What to Know
- Amazon, Microsoft and Google are among a number of American firms that are providing various web services to blacklisted Chinese surveillance firms, a new report claims.
- In October, some of China’s most valuable surveillance artificial intelligence firms were put on a U.S. blacklist and were accused of being “implicated” in human rights abuses.
- Top10VPN said in a report that these U.S. giants were providing “essential web services that power these companies’ websites.”
A new report claims that Amazon, Microsoft and Google are among a number of American firms that are providing various web services to Chinese surveillance firms accused of human rights abuses and which are now on a U.S. blacklist.
Top10VPN, a site that reviews virtual private network (VPN) services and researches topics on privacy, said in a report that it had identified U.S. technology giants that provide “essential web services that power these companies’ websites.”
CNBC reached out to the U.S. firms named in the report as providing such services to the blacklisted Chinese surveillance companies. None were immediately available for comment.
In October, some of China’s most valuable surveillance artificial intelligence firms were put on the U.S. Entity List, a move designed to restrict their access to American technology. That is the same blacklist that Huawei sits on.
Washington alleged that “these entities have been implicated in human rights violations and abuses in the implementation of China’s campaign of repression, mass arbitrary detention, and high-technology surveillance against Uighurs, Kazakhs, and other members of Muslim minority groups” in China’s Xinjiang region.
The territory has made headlines for its detention and “re-education” camps that reportedly hold an estimated 1.5 million Muslims, many of them for violating what Amnesty International describes as a “highly restrictive and discriminatory” law that China says is designed to combat extremism.

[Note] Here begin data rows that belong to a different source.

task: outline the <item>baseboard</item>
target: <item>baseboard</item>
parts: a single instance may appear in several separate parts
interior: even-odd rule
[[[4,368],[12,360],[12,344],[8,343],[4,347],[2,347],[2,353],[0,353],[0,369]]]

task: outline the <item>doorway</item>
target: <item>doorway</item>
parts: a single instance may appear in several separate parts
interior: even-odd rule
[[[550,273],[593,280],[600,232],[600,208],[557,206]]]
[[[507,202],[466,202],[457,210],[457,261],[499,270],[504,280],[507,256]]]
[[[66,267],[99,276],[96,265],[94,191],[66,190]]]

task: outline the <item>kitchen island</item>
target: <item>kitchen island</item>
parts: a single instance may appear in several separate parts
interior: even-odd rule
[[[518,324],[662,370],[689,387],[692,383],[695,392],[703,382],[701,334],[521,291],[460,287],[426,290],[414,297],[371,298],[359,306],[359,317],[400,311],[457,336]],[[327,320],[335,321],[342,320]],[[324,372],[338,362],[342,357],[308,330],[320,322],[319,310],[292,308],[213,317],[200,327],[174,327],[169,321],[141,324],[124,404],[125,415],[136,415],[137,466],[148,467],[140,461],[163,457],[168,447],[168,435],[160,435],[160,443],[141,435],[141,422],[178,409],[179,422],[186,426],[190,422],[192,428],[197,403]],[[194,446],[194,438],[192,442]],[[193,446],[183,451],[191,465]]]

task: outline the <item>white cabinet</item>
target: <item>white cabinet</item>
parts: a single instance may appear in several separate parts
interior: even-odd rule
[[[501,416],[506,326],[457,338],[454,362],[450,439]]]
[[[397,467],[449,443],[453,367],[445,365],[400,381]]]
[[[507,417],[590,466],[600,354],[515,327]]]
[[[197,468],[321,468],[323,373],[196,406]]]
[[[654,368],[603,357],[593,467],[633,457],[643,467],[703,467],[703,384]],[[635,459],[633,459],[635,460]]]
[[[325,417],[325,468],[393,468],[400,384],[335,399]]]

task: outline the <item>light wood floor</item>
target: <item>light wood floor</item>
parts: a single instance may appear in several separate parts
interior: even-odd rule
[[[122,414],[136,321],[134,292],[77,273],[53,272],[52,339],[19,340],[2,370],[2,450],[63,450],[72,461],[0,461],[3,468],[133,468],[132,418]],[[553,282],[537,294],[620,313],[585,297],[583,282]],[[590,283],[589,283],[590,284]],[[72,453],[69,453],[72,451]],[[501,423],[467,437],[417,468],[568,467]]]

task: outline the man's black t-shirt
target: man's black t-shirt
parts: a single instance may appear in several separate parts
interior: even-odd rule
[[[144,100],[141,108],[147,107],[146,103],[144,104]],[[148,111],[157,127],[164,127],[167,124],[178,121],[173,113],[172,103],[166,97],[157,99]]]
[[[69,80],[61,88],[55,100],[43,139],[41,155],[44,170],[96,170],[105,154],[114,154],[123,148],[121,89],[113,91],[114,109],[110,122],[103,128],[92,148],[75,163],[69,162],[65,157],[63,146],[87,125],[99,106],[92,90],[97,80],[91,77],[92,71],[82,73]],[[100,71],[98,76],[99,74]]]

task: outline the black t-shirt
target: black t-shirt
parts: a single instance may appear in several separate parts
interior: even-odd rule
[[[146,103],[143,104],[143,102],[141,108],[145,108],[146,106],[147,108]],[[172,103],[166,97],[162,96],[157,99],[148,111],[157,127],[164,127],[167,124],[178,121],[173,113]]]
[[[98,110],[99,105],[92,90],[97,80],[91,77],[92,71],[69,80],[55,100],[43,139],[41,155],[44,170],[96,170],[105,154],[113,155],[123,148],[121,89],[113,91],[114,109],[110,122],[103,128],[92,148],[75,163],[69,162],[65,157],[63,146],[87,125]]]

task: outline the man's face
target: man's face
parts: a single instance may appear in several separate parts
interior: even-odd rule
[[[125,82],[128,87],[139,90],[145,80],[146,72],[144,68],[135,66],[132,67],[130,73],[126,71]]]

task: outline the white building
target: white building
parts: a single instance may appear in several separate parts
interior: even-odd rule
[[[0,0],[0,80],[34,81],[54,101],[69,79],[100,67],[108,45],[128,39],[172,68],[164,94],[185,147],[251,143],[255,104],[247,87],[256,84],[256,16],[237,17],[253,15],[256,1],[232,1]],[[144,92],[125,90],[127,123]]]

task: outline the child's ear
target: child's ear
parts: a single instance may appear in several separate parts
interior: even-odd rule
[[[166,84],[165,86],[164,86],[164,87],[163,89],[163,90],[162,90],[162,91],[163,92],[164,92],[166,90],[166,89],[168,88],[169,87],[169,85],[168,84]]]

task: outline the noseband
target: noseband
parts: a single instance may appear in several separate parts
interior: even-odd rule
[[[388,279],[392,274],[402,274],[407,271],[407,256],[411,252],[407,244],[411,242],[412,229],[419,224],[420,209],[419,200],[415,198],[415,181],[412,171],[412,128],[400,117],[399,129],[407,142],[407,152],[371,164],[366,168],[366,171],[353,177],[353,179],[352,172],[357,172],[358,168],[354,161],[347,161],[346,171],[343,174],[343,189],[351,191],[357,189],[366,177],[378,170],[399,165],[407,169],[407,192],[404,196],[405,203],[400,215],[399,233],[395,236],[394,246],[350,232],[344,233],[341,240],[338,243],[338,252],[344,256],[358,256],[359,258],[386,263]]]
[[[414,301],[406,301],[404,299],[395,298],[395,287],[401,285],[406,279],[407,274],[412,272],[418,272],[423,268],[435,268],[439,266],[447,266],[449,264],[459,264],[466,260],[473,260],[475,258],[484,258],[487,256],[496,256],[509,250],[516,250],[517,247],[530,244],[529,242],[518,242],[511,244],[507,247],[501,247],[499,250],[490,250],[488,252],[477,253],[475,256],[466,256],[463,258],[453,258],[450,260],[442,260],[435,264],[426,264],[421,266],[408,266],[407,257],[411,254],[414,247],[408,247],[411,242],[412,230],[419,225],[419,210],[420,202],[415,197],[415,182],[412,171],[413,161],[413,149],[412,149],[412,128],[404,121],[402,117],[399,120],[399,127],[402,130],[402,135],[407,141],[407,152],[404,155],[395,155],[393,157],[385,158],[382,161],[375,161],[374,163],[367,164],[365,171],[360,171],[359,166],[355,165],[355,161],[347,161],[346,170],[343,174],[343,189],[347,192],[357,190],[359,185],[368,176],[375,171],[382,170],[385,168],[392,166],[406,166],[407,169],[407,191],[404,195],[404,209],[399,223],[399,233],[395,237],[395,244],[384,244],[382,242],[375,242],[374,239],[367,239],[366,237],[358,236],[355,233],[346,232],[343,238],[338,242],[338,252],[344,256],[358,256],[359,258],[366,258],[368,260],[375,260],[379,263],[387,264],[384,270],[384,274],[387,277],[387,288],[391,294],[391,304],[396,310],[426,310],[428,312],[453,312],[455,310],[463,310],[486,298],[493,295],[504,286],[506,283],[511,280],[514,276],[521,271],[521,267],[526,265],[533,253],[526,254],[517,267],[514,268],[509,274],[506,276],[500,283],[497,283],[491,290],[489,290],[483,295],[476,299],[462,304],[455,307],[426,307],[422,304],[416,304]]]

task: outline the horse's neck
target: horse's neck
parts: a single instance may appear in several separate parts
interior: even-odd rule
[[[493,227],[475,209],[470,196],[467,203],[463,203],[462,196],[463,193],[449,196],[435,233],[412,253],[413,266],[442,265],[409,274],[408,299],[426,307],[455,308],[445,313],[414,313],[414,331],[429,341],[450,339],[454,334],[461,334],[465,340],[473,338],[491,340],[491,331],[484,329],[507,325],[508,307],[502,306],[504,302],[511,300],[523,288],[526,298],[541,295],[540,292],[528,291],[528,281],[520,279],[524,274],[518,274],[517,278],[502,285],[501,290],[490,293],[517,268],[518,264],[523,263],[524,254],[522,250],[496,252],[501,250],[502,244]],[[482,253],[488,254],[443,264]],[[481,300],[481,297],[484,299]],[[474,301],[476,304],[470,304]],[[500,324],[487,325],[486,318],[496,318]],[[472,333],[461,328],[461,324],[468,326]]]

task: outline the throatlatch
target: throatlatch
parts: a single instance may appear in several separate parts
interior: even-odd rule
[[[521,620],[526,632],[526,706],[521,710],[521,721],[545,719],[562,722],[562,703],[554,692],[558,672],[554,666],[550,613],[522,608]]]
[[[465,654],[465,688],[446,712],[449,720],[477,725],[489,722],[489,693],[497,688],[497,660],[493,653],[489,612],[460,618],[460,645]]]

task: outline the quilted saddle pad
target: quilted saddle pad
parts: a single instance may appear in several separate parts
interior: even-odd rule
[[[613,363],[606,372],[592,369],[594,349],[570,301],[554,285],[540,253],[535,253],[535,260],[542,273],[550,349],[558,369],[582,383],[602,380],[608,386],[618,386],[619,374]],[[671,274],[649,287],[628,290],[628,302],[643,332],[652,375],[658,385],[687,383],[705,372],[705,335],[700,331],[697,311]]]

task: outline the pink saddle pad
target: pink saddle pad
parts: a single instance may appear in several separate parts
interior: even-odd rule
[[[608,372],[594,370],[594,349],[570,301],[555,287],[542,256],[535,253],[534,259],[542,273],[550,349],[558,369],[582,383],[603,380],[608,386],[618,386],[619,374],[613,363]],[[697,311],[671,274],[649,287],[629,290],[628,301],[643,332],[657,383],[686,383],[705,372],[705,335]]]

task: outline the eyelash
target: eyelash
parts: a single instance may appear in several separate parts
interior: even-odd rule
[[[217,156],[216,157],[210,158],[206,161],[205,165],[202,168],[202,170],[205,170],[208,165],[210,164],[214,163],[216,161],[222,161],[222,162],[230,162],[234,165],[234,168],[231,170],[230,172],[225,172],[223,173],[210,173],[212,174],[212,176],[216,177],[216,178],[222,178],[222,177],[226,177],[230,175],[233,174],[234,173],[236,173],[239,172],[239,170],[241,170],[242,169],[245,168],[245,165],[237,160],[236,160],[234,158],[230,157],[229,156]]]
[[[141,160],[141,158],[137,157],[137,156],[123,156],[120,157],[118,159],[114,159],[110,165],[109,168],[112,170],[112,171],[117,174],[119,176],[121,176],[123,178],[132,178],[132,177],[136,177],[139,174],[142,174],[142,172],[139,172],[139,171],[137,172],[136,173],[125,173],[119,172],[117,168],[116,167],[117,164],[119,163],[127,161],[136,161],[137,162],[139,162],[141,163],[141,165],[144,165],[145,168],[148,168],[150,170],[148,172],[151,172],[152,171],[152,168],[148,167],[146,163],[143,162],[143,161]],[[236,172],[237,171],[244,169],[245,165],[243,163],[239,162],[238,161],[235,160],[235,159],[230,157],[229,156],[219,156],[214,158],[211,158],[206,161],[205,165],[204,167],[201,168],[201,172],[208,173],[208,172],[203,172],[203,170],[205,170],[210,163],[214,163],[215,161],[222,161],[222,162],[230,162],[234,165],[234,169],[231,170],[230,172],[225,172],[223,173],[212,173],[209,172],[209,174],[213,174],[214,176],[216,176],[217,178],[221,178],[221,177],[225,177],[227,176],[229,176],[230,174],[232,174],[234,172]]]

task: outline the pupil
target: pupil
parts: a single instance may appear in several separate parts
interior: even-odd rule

According to Top10VPN, some of the services provided by U.S. tech firms include hosting the surveillance firms’ website and emails to authentication methods.
“Through providing essential web services to these controversial companies, U.S. firms are playing a part in the proliferation of highly invasive surveillance products that have the potential to undermine human rights around the world,” Simon Migliano, head of research at Top10VPN, said in the report.
Top10VPN said it identified that U.S. firms were involved using a combination of public tools, examining source code of websites and analyzing traffic to those sites.
The company alleged that Amazon and Google are providing web services for Dahua Technology and Hikvision, two Chinese blacklisted companies. Meanwhile, Microsoft’s services are reportedly being used by SenseTime and Megvii, two of China’s most valuable artificial intelligence start-ups.
A number of other U.S. technology companies were named, including website authentication and encryption companies Digicert, Lets Encrypt, Entrust and GeoTrust.Domain name hosting firm GoDaddy was on the list as well as cybersecurity company Symantec, which is now known as NortonLifeLock. Stackpath, which works on the delivery of internet content, was also named.
CNBC has reached out to all the American firms that were named to request for comment on the report. Symantec declined to comment, and CNBC did not hear back from the rest of the companies.
China’s surveillance firms have been caught up in the tensions between the world’s two largest economies. The administration of President Donald Trump has carried out a campaign against Chinese firms, with Huawei being the most high profile target, that aims to cut off their access to American technology.
But Top10VPN’s Migliano claimed the company’s report shows a relationship still remains between the U.S. and China’s firms.
“Despite the Trump administration’s efforts to decouple the American and Chinese technology sectors, the continued presence of American companies in more discreet settings shows that cooperation between the two remains,” Migliano said.